Reputation: 7273
I have a file of size 10 GB. This file mostly contains URLs. I am trying to get the HTTP status code of each URL and store them into another File with .CSV
extension.
I have searched for a code and found a solution to access the status code of a URL using Python:
import requests
request = requests.get('http://www.example.com')
print(request.status_code)
But it takes on one URL. I have a file of a larger size. I do not know how I can input URLs from a file to this command. Even how to store the output in .CSV
format
Even it is not faster. I am looking for a faster solution that will give me faster result for 10 GB file.
I tried the Ubuntu command also:
xargs -n1 -P 10 curl -o /dev/null --silent --head --write-out '%{url_effective},%{http_code}\n' < Input_File.txt > output.CSV
But it is also not multi threaded.

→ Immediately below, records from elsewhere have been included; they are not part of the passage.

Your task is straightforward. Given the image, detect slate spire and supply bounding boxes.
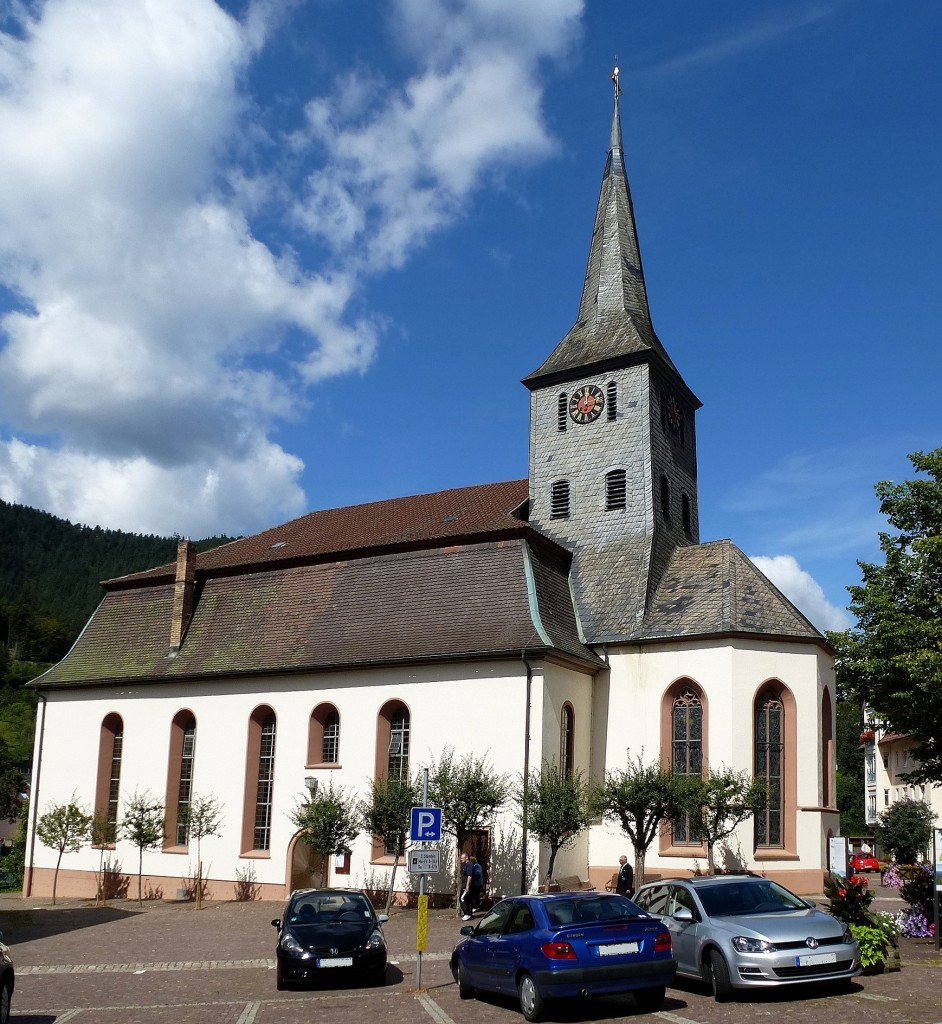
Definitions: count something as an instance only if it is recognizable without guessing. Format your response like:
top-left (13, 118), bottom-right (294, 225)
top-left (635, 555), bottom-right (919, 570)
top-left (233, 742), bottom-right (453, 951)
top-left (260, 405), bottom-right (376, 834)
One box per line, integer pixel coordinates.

It is taking single line at a time and then storing to CSV
.
So, my question is how I can make this work faster for a file size of 10 GB. If there is any solution for this in any programming language, I will be happy to implement.
Here is the sample file of URL - a small chunk from my 10 GB file:
https://drive.google.com/file/d/0BzQ6rtO2VN95c0YzclhySVZYNDQ/view?usp=sharing
I want to store the output in CSV as:
URL,Http Status code
For example:
http://google.com,200
http://example.com,503
Hope this help to understand my query.
Upvotes: 2
Views: 498